Matplotlib and seaborn
matplotlib.pyplot library, usually seen under the alias
plt is a basic plotting library. With
matplotlib, you can create histograms, bar plots, box plots, scatterplots, and many other fundamental visualizations. You can customize the colors based on category or create a color gradient as mentioned earlier. You can change axes labels and chart labels, as well as the size and shape of your data points.
Matplotlib is very powerful but not the most visually appealing, and some libraries have been built on top of
matplotlib, such as
seaborn, which is another popular library used for creating data visualizations.
Another popular graphing library in Python is
plotly, which specializes in interactive visualizations. For example, if you create a basic scatterplot in
plotly, you can hover over each data point and customize the data that appears while you’re hovering over that data point.
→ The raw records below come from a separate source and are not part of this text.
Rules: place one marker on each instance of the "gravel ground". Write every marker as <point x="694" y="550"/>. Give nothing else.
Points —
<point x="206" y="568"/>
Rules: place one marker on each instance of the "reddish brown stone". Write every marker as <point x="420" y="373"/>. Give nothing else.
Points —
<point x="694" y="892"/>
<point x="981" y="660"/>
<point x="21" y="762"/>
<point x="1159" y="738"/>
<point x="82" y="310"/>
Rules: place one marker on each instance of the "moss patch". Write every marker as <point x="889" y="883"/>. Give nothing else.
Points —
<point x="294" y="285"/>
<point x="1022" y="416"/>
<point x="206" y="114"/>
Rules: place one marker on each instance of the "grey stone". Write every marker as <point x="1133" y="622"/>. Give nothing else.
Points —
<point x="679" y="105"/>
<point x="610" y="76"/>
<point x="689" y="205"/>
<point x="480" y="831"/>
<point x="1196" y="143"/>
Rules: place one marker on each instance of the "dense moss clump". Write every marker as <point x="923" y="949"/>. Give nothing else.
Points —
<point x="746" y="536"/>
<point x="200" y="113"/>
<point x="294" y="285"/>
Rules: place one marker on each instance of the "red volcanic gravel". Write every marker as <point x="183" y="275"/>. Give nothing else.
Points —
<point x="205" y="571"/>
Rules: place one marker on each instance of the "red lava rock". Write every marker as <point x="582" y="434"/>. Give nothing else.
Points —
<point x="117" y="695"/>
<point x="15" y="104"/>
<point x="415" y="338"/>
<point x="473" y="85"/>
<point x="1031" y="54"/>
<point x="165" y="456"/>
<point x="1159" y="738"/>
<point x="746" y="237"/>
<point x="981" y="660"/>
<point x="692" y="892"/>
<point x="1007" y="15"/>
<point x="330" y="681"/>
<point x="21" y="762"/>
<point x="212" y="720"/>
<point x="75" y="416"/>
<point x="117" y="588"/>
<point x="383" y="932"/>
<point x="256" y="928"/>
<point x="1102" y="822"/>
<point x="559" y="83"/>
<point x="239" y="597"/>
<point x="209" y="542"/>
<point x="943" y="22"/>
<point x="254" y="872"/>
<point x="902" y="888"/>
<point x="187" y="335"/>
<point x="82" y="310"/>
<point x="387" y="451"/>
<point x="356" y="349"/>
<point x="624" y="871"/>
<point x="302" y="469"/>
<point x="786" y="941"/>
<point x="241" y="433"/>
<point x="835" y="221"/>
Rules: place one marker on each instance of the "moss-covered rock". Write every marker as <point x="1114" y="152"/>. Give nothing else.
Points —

NLTK (Natural Language Toolkit)
NLTK is a powerful library that provides a wide range of functions for analyzing text data, including tokenization, part-of-speech tagging, and sentiment analysis. There are other libraries available as well that specialize in text analysis. In order to create solid analysis, picking the right tools and libraries is critical, so make sure you do your research and consider what’s best for your specific project.
Data exploration and modeling data
Data exploration is a crucial precursor for data scientists, data analysts, business analysts, and anyone else who plans on doing further analysis on the data. Typically data exploration happens before any models are built or formal predictive analytics can occur. Sometimes the data exploration or exploratory data analysis (EDA) steps will need to be revisited after models are built. This may happen if a model produces a surprising result, or if you want to apply the model to a different subset of the data. There are also certain predictive models, like linear regression, that require certain relationships to exist within the data. If those relationships do not exist, then the model may return results, but those results would be misleading, inaccurate, and ultimately could lead to poor business decisions. Thoroughly understanding the context and makeup of your data through EDA is therefore critical before building any models.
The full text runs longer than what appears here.